My expo app is crashing in prod, how do I troubleshoot it?

My expo app (managed workflow) starts to crash in prod after a while. I was never able to reproduce the crash in non prod while developing the app. If I reinstall the app on the same devise, it will work fine for some time, then will start to crash again. The way it crashes, it shows the black screen with a spinner for like 10 seconds, then locks the devise and asks for the pin code or fingerprint to unlock it.
My wild guess is that it may start happening when I exceed some limit on a number of system managed resources. For instance I’m storing tens of thousands of images in the cache folder.

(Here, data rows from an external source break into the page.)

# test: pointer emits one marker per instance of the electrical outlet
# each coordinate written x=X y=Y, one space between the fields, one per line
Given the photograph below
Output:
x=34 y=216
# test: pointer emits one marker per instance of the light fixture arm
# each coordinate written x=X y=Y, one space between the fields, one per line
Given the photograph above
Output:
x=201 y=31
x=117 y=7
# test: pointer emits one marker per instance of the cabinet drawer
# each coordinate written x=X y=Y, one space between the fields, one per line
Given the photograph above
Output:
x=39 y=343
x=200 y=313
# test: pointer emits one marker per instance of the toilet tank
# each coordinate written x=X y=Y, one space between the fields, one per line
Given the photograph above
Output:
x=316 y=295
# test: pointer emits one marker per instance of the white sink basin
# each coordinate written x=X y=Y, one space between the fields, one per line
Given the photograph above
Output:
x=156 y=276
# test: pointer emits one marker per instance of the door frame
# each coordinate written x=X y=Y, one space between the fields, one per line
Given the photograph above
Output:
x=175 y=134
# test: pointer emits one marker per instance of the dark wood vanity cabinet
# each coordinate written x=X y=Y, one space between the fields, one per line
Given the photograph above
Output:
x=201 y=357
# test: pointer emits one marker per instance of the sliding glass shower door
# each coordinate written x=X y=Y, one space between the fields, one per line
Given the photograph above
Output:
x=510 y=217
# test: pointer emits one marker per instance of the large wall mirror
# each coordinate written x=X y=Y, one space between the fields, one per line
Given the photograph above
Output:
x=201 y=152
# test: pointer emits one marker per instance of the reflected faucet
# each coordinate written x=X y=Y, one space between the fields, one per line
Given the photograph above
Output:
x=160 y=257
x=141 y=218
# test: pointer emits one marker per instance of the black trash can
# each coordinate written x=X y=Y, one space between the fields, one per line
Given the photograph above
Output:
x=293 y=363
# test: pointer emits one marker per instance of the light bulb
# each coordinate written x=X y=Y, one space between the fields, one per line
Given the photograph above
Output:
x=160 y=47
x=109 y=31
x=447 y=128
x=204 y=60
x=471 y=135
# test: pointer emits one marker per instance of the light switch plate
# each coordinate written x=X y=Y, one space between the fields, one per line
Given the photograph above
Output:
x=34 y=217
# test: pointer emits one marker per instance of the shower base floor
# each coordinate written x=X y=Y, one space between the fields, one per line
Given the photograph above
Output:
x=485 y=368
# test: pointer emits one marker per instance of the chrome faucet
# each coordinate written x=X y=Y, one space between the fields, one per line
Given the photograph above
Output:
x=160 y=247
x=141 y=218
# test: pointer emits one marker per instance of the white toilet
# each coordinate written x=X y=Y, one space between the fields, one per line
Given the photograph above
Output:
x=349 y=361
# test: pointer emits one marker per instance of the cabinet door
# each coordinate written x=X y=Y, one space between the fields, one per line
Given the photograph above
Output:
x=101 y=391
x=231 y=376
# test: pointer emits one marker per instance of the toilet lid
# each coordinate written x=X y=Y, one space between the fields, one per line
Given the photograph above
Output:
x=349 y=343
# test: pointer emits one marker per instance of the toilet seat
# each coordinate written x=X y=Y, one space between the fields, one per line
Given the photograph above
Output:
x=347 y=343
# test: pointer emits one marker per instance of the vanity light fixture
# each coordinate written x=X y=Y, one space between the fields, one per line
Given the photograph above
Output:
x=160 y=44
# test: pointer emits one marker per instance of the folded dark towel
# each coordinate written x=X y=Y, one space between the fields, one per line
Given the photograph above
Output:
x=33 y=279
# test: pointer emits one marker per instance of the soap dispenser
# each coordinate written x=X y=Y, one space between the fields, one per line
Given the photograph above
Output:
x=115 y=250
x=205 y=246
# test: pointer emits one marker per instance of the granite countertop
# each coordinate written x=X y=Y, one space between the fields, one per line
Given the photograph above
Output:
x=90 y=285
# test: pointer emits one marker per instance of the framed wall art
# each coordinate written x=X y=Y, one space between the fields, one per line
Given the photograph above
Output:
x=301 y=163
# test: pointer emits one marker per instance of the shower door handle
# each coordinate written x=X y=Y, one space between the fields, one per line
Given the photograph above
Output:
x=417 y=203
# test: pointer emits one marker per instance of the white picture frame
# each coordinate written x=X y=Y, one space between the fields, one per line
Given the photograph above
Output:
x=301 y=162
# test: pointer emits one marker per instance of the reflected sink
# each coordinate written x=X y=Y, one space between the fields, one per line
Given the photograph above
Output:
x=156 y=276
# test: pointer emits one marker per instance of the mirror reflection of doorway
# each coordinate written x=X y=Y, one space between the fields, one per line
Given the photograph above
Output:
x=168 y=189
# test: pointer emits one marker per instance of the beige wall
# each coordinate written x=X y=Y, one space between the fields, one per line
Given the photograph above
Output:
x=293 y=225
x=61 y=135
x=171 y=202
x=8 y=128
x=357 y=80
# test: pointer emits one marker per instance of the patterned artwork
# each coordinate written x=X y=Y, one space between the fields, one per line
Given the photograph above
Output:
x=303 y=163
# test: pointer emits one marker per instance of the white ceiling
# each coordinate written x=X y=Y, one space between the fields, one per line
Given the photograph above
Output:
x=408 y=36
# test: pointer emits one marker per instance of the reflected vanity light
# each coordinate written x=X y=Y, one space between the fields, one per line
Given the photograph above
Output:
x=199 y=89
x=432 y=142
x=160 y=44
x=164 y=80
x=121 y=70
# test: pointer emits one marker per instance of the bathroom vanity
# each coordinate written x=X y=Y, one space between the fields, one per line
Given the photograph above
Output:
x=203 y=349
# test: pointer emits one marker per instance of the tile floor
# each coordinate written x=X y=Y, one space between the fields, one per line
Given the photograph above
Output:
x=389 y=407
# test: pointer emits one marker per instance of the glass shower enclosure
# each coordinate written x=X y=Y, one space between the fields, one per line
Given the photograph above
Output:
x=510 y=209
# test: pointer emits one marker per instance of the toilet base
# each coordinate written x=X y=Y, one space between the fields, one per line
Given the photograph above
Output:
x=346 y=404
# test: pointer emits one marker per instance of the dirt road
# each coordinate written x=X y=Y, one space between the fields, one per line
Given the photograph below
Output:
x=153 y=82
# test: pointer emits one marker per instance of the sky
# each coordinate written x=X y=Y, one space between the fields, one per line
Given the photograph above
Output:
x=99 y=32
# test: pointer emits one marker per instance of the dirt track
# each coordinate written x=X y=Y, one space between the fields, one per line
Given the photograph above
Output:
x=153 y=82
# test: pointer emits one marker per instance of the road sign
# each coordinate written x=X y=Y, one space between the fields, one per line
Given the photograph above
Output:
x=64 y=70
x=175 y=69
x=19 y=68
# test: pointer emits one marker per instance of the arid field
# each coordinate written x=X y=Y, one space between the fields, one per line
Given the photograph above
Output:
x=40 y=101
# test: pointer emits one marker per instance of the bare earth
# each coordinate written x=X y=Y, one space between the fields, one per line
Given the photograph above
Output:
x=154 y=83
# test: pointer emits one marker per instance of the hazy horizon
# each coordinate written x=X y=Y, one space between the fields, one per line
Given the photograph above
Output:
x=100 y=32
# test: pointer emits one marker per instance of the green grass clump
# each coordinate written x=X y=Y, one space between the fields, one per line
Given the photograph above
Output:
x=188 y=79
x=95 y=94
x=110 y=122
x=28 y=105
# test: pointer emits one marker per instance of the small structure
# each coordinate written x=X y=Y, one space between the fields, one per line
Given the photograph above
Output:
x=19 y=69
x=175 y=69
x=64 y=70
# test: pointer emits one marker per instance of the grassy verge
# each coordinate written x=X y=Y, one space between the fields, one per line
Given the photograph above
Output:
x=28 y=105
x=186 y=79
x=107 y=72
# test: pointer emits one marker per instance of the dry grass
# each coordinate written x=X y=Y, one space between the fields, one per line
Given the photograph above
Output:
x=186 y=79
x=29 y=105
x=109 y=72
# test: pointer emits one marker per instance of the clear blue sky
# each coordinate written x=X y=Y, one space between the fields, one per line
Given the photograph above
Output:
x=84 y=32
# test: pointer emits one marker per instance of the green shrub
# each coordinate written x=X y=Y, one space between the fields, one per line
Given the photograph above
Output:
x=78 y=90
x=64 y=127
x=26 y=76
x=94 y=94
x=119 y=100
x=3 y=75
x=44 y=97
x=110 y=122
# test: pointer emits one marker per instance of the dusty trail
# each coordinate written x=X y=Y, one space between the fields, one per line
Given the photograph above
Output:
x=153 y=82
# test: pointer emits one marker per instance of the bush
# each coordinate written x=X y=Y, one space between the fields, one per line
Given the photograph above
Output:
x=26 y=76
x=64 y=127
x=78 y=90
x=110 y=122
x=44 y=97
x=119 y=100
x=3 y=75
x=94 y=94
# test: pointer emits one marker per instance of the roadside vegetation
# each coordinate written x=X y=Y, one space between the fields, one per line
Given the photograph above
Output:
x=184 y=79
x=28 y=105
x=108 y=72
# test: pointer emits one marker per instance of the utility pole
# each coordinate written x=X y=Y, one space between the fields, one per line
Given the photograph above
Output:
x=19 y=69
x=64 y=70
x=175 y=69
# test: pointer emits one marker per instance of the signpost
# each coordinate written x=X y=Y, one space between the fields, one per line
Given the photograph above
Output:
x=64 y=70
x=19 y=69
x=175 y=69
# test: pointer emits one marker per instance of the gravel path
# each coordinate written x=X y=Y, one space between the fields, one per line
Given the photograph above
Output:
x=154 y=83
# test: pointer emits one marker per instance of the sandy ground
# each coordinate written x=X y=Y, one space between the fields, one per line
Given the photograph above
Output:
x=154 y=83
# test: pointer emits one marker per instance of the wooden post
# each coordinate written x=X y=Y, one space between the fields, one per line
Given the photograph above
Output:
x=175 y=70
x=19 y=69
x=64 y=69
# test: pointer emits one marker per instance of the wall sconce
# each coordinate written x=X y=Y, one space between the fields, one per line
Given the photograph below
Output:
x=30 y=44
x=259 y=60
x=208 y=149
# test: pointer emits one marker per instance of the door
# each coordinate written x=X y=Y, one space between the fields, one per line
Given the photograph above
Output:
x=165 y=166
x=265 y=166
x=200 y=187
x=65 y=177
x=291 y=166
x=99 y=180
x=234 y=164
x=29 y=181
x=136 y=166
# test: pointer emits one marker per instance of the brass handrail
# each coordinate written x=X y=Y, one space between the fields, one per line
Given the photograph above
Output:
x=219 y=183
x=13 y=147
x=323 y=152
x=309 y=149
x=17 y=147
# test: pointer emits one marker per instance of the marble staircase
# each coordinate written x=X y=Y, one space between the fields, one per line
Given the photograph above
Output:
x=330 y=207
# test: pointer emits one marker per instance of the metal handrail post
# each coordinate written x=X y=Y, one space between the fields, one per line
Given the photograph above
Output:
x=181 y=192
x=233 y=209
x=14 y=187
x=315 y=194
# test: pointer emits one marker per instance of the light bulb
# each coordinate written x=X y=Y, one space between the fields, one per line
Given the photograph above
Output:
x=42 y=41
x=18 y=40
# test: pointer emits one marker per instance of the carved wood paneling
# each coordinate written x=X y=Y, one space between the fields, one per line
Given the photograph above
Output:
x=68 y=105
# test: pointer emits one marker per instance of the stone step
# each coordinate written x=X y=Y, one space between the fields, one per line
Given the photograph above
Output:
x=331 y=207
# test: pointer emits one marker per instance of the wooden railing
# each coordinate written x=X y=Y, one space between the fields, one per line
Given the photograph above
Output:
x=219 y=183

But this is just a theory I can’t prove or disprove. I just know that after the reinstall, or if I add some code to cleanup the cache folder, it will not crash. Cleaning up the cache folder is kind of defeats the purpose of the cache, and I always thoughts the cache folder should be managed by the OS.
Anyone has any suggestions where do I start with troubleshooting the issue?
Any help would be greatly appreciated.

2 Likes

I was able to confirm this case for iOS. For Android it seems to work correctly.

hi there! this is our advice for debugging production crashes: Debugging - Expo Documentation

you can also try expo run:ios to get the native project on your machine and build it with xcode, so you can get possibly more information. read about expo run:ios here

The problem is, that it takes a while for my app to start crashing on iOS (like about a month of active use) – as such I can not really reproduce it in non prod.
And once it starts crashing – the only way to fix is to push over the air update which cleans the cache folder – then it becomes stable again. This is why I’m thinking that my app does not have a leak – the leak is somewhere at a iOS level. Perhaps there is some dependency on number of files cached, perhaps expo filesystem library utilizes all available file handles which makes the app to run out of the file handles which results in crash. Of course, this is just a hypothesis, I would really appreciate if someone is curious enough about what’s going on here and wants to help to brainstorm this issue.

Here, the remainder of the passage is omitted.